Casey Keenum seems like an unlikely hope for the Minnesota Vikings. The previously undrafted, unwanted QB has led them to a 13-3 record as the second-most-accurate passer in the league (67.6 percent). Of the quarterbacks starting playoff games this season, Keenum had the best regular-season Total QBR at 69.6 -- second only to the now-injured Carson Wentz's 75.7
Derek Belch of VR training startup STRIVR believes it is because of his reps in VR.
“The tendency for a quarterback against the blitz is to speed up when he sees the blitz coming when, in reality, he needs to slow down,” said Derek Belch, co-founder and CEO of STRIVR to ESPN. “I know it’s only fractions of a second. He needs to say, ‘Where do I need to go? What do I need to do to not make a hurried decision?’ I think seeing these reps again and again in VR helps these guys do that.
Belch says that Keenum goes into Minnesota’s VR room at the practice facility and is able to comb through a few hundred reps in VR as part of his final preparation. Blech also says that Keenum has viewed 2,647 plays through the virtual reality platform.

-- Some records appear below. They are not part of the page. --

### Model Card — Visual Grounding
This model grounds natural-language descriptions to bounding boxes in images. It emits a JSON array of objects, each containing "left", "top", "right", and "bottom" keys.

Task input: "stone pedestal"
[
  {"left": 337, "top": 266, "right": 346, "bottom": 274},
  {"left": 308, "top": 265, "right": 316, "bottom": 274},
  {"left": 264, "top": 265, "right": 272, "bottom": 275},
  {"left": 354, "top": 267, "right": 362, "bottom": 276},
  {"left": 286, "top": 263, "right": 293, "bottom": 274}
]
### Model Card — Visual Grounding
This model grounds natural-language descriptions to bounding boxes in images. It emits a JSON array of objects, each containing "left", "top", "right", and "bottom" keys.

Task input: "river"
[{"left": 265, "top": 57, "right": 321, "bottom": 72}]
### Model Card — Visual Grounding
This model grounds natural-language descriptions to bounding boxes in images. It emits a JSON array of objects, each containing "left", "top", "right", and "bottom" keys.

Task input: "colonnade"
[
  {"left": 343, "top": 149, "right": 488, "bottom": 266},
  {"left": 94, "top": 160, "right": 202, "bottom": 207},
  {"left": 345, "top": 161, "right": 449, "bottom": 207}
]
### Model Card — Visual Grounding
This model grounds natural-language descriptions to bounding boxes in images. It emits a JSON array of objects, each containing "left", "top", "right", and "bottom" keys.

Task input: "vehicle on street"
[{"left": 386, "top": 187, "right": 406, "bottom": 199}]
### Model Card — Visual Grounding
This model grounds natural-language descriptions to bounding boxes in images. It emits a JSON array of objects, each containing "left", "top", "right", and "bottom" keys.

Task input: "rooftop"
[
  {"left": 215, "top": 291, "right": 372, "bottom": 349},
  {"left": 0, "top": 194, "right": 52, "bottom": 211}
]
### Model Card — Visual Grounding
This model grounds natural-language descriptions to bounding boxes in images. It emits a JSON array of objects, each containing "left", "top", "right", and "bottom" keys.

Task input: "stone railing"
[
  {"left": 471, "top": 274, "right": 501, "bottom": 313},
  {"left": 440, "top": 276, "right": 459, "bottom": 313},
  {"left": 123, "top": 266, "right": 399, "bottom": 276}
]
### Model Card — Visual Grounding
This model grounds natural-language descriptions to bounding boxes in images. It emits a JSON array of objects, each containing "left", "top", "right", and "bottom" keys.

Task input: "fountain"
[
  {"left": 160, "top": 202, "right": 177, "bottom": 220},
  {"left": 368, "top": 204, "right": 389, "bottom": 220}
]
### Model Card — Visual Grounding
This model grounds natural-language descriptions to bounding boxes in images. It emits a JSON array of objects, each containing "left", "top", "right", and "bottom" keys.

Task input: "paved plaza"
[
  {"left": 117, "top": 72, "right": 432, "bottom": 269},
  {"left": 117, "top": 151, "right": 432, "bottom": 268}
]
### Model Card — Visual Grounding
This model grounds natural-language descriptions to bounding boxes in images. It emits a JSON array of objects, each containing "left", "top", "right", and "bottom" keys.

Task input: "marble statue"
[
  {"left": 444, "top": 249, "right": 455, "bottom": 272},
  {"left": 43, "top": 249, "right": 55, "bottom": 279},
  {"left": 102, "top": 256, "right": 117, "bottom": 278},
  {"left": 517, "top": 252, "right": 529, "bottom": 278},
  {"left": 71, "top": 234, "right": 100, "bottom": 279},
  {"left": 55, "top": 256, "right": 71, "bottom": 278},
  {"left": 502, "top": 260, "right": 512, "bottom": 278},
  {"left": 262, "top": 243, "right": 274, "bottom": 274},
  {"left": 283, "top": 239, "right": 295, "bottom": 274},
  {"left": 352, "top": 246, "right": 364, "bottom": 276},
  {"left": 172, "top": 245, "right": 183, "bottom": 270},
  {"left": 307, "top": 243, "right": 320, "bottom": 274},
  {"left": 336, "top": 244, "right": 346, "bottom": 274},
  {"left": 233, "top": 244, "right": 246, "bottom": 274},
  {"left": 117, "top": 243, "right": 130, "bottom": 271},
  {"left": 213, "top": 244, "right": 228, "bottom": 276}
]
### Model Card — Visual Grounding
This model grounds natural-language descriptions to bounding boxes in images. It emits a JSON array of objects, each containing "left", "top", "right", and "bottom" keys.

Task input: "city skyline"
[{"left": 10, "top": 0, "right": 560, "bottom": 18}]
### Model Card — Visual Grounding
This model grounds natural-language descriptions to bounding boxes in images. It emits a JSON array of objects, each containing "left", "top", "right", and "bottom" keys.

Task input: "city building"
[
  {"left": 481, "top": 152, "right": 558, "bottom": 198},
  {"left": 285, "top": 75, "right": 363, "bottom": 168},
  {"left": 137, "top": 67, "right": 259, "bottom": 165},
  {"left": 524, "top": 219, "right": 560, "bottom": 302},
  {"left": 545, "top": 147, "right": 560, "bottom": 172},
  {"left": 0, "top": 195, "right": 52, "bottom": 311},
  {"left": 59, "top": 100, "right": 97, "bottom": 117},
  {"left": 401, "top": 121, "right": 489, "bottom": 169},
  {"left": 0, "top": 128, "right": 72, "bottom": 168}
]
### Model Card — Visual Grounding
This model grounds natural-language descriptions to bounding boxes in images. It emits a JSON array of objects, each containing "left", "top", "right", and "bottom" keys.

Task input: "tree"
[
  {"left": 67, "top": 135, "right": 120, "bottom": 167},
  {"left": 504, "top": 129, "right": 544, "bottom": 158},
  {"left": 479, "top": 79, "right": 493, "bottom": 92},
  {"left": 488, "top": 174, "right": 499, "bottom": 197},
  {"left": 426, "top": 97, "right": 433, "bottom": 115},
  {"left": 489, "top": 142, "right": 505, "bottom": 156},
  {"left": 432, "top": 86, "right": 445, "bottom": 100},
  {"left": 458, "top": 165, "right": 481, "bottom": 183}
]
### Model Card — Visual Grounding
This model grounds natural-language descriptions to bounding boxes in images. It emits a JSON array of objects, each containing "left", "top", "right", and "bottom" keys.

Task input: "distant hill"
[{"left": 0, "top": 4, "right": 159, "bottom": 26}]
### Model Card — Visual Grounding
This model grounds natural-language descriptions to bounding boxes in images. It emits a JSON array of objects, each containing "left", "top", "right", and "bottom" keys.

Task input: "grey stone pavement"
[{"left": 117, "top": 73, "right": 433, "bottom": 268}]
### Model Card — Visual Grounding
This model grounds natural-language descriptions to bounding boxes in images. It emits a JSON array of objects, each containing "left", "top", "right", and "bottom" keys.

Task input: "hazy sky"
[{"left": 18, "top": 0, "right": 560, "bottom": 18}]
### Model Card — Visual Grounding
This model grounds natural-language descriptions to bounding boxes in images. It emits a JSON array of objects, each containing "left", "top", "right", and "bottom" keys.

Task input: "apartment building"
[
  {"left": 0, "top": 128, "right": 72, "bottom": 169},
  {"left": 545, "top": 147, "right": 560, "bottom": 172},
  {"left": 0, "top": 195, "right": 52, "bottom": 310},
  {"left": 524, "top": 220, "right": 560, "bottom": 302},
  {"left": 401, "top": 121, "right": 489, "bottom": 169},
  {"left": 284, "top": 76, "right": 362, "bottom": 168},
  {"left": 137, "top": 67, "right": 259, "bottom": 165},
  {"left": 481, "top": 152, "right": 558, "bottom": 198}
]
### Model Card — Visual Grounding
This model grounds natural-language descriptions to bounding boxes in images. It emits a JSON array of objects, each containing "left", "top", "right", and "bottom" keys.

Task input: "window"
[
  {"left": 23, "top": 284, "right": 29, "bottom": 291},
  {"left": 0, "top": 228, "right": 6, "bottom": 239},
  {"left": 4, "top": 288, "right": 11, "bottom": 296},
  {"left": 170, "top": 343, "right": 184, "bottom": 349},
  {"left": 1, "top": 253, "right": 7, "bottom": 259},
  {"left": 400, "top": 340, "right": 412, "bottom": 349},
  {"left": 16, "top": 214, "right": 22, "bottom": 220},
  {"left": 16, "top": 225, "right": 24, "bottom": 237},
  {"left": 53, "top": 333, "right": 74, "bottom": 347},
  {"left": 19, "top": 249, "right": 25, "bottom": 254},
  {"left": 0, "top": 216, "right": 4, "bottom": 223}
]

Personally, I am a believer in VR for sports training as I have actually worked and developed a product along with Oakland Raiders QB Derek Carr that helped him during his recovery from injury. Though I can not speak on that product outside of the video here I do know that VR can have an impact on a team needing to get a QB up to speed.
VR has potential and perhaps NFL teams will need VR specialists in the future? Companies like STRIVR and RADD3 are developing systems to adopt playbooks into VR where you could run the plays repeatedly until they're second nature? With the recent understanding of injuries in Football there is even a chance VR could help reduce these factors.